The Guardian reports that:
A group of BA flight attendants is claiming that the removal of discounted travel from strikers discriminates indirectly against employees based in Scotland, Ireland and mainland Europe who use the scheme to commute to and from Heathrow airport. The group, called Crew Defence, is representing 75 employees who are lodging cases with an employment tribunal in Reading and plan to sue for compensation if their claim is upheld.
This is a bold claim, but it may be successful in crossing the first hurdle of showing that BA are applying a provision, criteria or practice which is applied equally but puts (for example) Scottish people at a disadvantage. It would then be for BA to show that the treatment is justified. Much will depend on the nature and context of the scheme and its removal. To use an example, if a factory in Carlisle provides a free employee bus from Kendal, can a wannabe employee in Dumfries make a complaint?
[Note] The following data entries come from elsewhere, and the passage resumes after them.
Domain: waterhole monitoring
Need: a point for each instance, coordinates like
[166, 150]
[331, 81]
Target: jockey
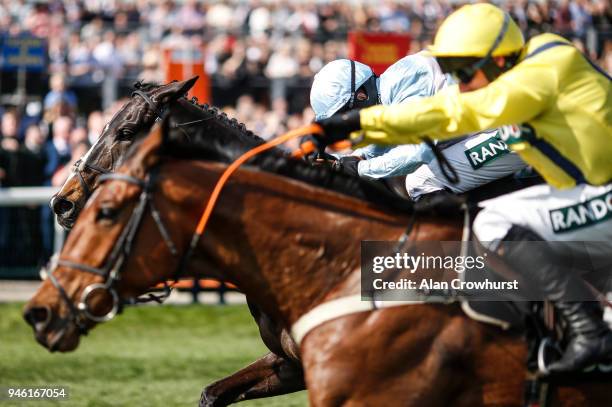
[565, 103]
[343, 84]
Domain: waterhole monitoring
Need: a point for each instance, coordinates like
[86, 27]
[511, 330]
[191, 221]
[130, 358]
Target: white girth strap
[337, 308]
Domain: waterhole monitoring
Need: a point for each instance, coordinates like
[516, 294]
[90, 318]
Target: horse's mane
[224, 139]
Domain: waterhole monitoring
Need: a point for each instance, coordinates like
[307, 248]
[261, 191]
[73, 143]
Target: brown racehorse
[291, 247]
[276, 373]
[138, 114]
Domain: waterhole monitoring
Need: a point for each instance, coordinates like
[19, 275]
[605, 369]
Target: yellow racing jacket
[563, 101]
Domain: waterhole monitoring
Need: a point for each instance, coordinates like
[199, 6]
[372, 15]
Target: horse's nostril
[62, 206]
[38, 317]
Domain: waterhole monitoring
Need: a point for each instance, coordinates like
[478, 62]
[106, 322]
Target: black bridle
[80, 165]
[110, 270]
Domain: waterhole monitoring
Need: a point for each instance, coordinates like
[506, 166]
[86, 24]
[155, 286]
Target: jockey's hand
[339, 127]
[348, 165]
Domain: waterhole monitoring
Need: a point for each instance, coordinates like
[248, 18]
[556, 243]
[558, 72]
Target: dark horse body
[287, 245]
[276, 373]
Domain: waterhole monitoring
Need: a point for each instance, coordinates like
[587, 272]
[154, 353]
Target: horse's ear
[173, 90]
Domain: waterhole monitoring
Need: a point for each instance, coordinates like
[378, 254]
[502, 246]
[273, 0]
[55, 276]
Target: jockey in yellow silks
[564, 103]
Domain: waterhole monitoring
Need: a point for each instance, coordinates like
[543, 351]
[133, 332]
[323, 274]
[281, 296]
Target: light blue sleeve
[410, 77]
[370, 151]
[399, 160]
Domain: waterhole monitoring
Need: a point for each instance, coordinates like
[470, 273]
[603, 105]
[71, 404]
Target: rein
[111, 268]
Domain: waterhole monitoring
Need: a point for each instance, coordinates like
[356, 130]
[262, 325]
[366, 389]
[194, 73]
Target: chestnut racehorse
[278, 372]
[291, 247]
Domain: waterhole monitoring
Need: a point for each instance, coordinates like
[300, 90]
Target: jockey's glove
[338, 127]
[348, 164]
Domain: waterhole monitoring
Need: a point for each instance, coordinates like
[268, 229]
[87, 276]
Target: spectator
[58, 148]
[59, 101]
[95, 125]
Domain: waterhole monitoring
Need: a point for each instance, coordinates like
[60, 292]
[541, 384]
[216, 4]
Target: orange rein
[305, 148]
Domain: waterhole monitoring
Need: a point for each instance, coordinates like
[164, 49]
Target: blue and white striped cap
[331, 88]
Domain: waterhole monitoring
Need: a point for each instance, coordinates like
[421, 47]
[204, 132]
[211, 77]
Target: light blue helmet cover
[331, 88]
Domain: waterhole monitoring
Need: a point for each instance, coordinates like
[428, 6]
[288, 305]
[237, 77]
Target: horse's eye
[107, 213]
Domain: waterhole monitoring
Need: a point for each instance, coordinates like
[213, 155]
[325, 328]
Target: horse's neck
[287, 245]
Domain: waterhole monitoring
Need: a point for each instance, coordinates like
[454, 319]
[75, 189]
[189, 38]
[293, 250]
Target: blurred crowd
[260, 56]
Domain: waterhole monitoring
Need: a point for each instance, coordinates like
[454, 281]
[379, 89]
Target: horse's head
[125, 241]
[134, 231]
[138, 114]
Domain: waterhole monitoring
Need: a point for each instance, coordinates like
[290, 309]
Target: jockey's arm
[515, 97]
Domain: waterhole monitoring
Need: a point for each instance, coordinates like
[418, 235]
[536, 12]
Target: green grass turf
[148, 356]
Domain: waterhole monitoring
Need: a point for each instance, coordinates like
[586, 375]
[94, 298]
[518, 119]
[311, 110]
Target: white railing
[23, 196]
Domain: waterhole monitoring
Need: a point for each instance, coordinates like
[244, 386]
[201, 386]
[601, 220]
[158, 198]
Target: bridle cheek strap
[158, 112]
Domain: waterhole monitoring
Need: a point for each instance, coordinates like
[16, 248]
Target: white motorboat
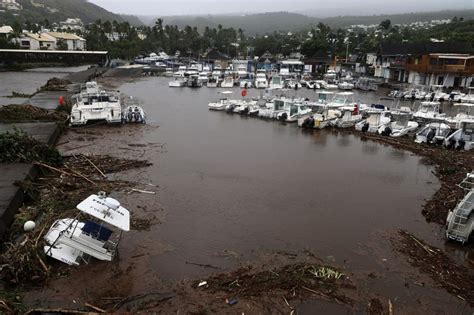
[435, 132]
[437, 94]
[133, 113]
[203, 77]
[228, 82]
[377, 119]
[460, 220]
[261, 80]
[246, 83]
[178, 82]
[469, 98]
[330, 75]
[350, 116]
[327, 86]
[276, 82]
[72, 241]
[193, 80]
[399, 126]
[346, 86]
[222, 102]
[94, 104]
[312, 85]
[212, 82]
[180, 73]
[465, 111]
[463, 138]
[429, 111]
[294, 111]
[293, 84]
[272, 109]
[168, 72]
[342, 99]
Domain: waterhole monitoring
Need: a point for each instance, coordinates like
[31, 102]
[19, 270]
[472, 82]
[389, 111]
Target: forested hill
[58, 10]
[251, 23]
[286, 21]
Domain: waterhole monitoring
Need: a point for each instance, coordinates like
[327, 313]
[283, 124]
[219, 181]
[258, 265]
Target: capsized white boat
[95, 104]
[178, 82]
[349, 117]
[399, 126]
[429, 111]
[460, 220]
[73, 242]
[223, 101]
[463, 138]
[435, 132]
[377, 119]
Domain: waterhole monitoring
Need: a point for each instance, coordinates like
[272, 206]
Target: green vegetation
[320, 41]
[18, 146]
[58, 10]
[285, 21]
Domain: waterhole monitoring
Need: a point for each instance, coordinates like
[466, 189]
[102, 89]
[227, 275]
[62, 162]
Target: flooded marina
[235, 190]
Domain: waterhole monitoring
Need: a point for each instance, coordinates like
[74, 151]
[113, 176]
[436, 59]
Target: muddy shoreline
[259, 290]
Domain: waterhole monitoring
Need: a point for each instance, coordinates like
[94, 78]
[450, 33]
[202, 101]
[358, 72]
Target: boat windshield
[293, 110]
[279, 104]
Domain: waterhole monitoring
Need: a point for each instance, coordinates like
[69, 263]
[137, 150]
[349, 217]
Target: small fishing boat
[399, 126]
[95, 104]
[276, 82]
[321, 120]
[463, 138]
[377, 119]
[294, 111]
[73, 242]
[345, 86]
[429, 111]
[261, 80]
[246, 83]
[223, 101]
[435, 132]
[460, 220]
[228, 82]
[350, 116]
[178, 82]
[133, 113]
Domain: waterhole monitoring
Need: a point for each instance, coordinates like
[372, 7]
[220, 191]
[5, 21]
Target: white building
[51, 41]
[5, 30]
[10, 5]
[72, 24]
[72, 41]
[36, 41]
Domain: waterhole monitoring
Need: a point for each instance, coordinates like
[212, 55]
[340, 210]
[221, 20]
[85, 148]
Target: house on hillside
[72, 41]
[10, 5]
[434, 63]
[215, 57]
[74, 24]
[5, 30]
[36, 41]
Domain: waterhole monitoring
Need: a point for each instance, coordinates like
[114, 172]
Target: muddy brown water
[233, 190]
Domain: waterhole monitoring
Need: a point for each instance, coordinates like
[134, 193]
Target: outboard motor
[283, 116]
[461, 144]
[308, 122]
[430, 136]
[451, 144]
[365, 127]
[387, 131]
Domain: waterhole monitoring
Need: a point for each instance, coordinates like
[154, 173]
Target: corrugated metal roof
[66, 36]
[90, 52]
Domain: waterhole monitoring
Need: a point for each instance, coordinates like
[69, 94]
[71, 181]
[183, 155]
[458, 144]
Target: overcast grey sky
[317, 7]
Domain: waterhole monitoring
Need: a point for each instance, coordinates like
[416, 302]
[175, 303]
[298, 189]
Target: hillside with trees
[269, 22]
[35, 11]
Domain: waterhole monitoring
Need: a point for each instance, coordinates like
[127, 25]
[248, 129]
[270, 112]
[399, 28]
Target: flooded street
[235, 190]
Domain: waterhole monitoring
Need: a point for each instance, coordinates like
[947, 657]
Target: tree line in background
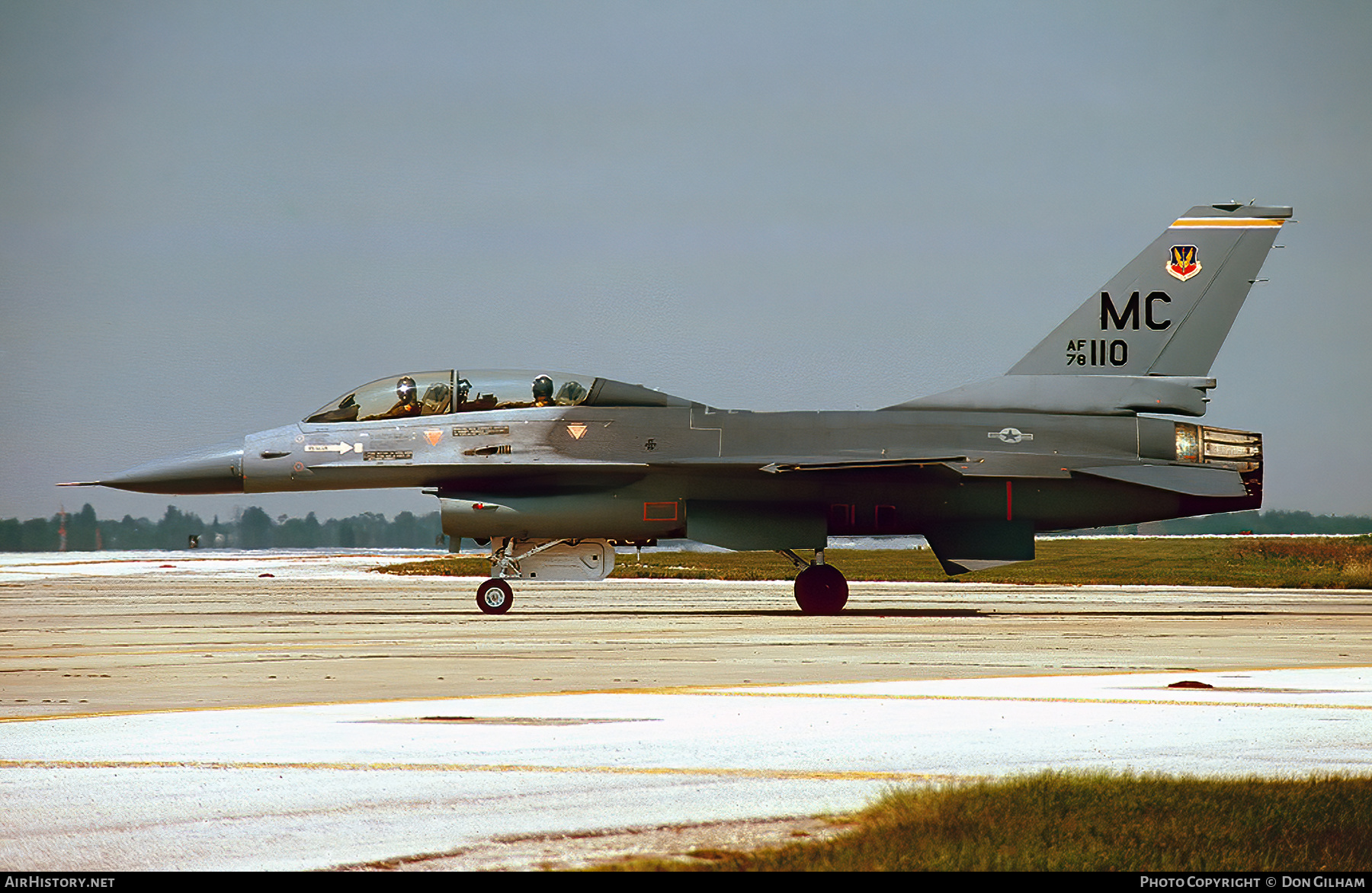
[254, 529]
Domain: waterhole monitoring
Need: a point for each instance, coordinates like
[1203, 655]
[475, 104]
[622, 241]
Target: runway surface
[204, 716]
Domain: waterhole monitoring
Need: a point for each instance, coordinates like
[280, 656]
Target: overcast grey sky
[216, 217]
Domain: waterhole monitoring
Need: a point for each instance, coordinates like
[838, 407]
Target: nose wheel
[821, 589]
[494, 597]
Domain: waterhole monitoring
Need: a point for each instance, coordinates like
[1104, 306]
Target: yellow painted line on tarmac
[480, 767]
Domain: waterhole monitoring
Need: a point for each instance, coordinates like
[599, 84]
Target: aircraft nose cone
[209, 469]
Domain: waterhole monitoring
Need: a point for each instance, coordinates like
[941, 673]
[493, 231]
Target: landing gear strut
[821, 589]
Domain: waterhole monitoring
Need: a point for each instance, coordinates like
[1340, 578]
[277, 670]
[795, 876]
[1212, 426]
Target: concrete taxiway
[205, 716]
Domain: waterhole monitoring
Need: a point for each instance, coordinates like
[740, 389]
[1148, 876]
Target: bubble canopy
[482, 390]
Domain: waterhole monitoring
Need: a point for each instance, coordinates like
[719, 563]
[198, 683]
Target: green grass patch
[1088, 822]
[1308, 563]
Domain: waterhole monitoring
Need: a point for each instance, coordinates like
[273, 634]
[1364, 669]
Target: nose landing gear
[494, 597]
[821, 589]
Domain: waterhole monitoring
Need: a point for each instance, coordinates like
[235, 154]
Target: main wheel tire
[494, 597]
[821, 589]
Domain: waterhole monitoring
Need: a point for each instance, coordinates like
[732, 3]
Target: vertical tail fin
[1168, 312]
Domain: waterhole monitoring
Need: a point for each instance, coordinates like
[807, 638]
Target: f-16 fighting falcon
[555, 469]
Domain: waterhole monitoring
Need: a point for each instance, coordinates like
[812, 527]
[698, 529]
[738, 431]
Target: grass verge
[1308, 563]
[1087, 822]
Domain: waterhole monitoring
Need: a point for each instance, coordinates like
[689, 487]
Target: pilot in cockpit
[542, 391]
[406, 401]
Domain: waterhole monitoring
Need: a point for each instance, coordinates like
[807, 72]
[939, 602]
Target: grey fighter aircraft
[552, 471]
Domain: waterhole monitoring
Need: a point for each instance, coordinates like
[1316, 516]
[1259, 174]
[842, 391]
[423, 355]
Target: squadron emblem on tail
[1183, 262]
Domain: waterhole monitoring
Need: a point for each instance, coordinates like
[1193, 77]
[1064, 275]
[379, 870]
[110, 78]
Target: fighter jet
[552, 471]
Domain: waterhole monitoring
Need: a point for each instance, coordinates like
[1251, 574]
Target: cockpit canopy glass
[450, 391]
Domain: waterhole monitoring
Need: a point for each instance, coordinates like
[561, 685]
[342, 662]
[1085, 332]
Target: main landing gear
[821, 589]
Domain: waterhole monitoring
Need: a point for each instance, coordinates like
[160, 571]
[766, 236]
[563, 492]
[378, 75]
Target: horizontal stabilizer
[1193, 481]
[1076, 394]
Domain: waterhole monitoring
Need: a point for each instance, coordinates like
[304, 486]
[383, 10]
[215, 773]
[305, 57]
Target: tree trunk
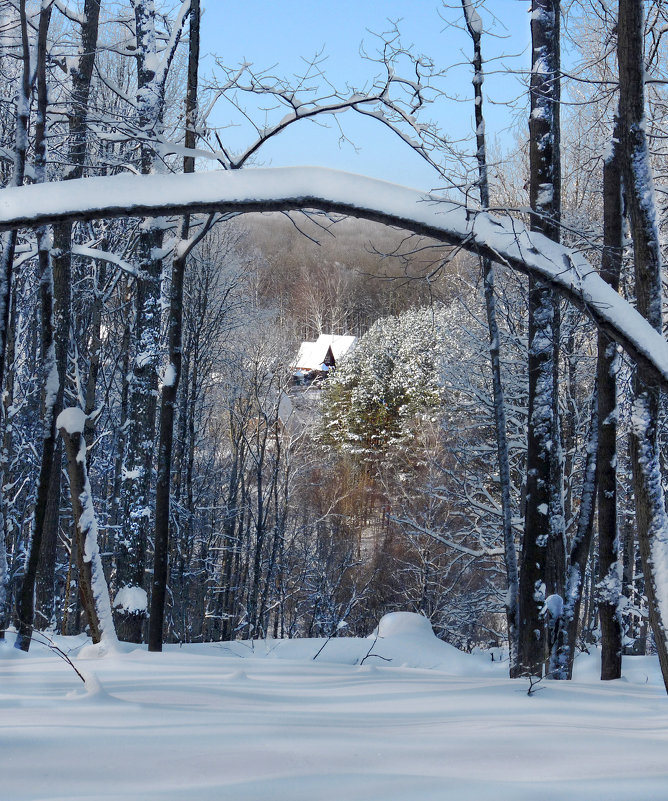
[609, 557]
[93, 589]
[543, 551]
[474, 26]
[25, 606]
[652, 525]
[171, 380]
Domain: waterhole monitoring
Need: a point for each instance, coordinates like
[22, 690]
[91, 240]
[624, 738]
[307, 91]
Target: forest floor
[416, 720]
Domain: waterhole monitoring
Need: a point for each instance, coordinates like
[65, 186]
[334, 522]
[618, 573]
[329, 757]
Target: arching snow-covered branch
[502, 238]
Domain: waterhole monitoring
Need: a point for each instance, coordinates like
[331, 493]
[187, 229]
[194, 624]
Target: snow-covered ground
[265, 721]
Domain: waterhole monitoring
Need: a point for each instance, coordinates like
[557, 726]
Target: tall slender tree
[543, 550]
[651, 520]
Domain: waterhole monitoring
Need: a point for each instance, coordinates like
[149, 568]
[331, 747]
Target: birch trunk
[474, 26]
[609, 557]
[171, 380]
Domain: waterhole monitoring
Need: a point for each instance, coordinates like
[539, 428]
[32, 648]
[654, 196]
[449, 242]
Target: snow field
[264, 721]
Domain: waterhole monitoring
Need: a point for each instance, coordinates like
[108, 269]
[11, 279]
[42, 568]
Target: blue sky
[282, 33]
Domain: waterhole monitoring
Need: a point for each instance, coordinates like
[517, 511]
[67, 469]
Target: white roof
[340, 345]
[312, 355]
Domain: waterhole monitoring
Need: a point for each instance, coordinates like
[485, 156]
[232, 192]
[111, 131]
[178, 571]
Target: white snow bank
[401, 623]
[228, 721]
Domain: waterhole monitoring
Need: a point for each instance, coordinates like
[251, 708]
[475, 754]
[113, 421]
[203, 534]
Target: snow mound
[131, 599]
[401, 623]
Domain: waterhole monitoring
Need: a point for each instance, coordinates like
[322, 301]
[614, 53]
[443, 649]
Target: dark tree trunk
[510, 553]
[81, 72]
[171, 381]
[609, 557]
[652, 526]
[25, 605]
[543, 550]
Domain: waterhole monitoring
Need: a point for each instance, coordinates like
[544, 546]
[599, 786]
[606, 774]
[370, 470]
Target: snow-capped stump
[130, 611]
[407, 639]
[402, 623]
[131, 601]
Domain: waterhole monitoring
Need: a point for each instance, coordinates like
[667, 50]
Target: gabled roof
[313, 355]
[340, 345]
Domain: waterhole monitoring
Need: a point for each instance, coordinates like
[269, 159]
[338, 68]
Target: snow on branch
[501, 238]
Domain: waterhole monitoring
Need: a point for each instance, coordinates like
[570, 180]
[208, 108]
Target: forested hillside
[490, 452]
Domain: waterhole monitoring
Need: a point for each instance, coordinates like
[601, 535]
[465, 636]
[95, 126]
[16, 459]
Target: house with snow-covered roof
[316, 359]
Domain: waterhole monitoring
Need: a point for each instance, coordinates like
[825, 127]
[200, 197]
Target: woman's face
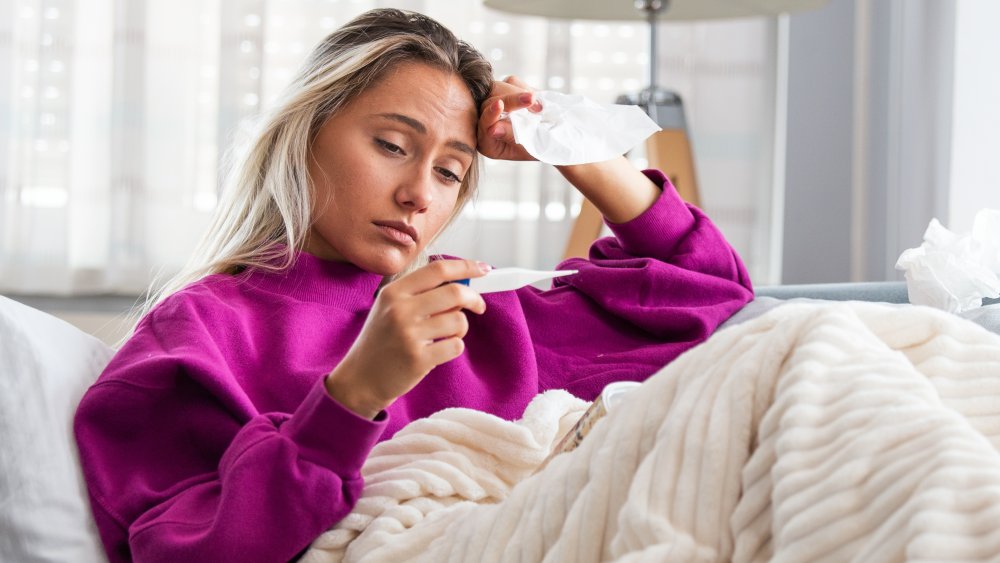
[386, 170]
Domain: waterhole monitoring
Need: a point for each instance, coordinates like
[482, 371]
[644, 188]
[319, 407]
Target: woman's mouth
[398, 232]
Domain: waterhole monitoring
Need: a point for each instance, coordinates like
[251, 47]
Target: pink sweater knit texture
[210, 436]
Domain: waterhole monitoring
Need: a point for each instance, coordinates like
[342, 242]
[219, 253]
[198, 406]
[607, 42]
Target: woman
[234, 422]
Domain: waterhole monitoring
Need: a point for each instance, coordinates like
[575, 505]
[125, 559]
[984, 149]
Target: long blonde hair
[266, 195]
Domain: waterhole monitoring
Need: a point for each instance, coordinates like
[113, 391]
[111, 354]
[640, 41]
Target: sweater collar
[341, 284]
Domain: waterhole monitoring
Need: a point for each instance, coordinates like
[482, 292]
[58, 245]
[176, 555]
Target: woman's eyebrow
[420, 128]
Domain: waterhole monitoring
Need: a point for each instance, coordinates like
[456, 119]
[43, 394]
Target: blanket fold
[847, 431]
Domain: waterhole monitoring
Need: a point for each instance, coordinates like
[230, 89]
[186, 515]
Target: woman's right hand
[416, 324]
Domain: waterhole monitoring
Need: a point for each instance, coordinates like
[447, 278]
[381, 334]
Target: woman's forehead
[432, 96]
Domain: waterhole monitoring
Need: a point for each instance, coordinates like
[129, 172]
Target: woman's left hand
[495, 135]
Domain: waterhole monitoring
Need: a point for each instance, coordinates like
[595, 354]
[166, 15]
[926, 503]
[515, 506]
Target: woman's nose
[415, 193]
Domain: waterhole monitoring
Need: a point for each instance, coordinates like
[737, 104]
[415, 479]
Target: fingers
[517, 82]
[436, 273]
[450, 297]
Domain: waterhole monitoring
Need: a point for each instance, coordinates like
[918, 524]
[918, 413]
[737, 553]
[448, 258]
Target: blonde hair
[266, 195]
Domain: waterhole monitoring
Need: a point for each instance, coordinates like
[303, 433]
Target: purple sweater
[210, 436]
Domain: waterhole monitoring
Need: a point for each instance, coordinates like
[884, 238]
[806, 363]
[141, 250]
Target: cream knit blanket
[817, 432]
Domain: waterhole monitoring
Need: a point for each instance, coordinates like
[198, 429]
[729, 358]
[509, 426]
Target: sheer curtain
[114, 115]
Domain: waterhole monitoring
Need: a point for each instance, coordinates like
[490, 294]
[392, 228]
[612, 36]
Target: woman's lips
[398, 232]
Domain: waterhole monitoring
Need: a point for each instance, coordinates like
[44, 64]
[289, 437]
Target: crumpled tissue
[955, 272]
[575, 130]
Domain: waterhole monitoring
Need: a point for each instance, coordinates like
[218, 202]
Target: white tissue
[955, 272]
[575, 130]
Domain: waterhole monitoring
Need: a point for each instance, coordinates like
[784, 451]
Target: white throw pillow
[45, 366]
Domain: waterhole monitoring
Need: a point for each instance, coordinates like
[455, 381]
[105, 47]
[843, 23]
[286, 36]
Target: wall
[869, 135]
[975, 181]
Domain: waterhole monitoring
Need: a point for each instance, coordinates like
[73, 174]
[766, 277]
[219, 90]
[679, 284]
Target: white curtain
[114, 115]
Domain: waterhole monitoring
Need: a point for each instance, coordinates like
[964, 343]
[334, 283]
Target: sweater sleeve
[180, 467]
[662, 284]
[668, 270]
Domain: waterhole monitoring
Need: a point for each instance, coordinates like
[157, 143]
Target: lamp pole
[652, 9]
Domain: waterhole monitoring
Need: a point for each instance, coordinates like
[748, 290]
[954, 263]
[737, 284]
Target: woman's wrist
[619, 190]
[351, 394]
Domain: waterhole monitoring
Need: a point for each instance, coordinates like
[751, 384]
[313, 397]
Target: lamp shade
[675, 9]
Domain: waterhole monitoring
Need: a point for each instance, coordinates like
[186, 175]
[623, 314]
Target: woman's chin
[385, 265]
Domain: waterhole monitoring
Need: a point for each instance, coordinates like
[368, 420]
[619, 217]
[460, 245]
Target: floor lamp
[669, 149]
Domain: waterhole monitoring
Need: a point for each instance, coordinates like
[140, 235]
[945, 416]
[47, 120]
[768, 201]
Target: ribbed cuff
[330, 434]
[656, 231]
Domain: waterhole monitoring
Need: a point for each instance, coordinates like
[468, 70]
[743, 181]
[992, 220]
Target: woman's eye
[450, 176]
[389, 147]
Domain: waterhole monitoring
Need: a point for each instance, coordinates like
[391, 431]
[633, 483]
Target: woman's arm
[180, 466]
[619, 190]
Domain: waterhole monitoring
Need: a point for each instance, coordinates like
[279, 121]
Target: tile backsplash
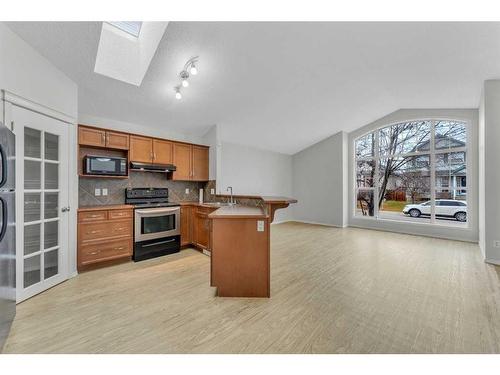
[116, 188]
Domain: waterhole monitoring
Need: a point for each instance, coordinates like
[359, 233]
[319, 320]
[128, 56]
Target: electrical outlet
[260, 225]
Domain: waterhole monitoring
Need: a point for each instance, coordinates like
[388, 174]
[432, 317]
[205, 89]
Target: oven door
[152, 223]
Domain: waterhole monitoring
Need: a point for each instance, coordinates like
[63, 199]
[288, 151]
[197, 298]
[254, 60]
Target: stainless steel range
[156, 222]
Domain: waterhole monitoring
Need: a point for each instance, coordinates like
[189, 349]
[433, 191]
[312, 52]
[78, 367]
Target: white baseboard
[281, 222]
[496, 262]
[319, 223]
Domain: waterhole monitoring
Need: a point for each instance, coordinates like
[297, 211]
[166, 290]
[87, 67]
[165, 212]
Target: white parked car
[444, 208]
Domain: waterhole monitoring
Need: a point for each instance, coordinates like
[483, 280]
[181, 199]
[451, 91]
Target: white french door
[42, 150]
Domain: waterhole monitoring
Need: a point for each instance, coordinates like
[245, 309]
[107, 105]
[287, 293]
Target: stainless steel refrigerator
[7, 232]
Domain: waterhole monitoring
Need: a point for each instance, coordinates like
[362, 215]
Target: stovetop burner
[155, 204]
[148, 197]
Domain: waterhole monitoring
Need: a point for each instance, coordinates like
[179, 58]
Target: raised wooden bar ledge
[240, 258]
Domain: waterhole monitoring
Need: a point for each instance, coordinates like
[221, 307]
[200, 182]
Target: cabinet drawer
[105, 251]
[90, 232]
[120, 214]
[84, 217]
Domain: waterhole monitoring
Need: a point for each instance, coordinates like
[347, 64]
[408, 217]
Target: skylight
[131, 27]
The employer is likely to agree that its practice of failing to provide a bus from Dumfries affects far more Scottish people than English, but would argue that it has a legitimate objective (attracting and retaining employees), and it is proportionate to achieve that objective by providing that one bus from Kendal. The employer might well claim, if it is small, that it can only afford the one bus and clearly that bus will either set off in England or set off in Scotland. That itself could constitute justification, but would be bolstered by a rational explanation of why Kendal was chosen in the first place.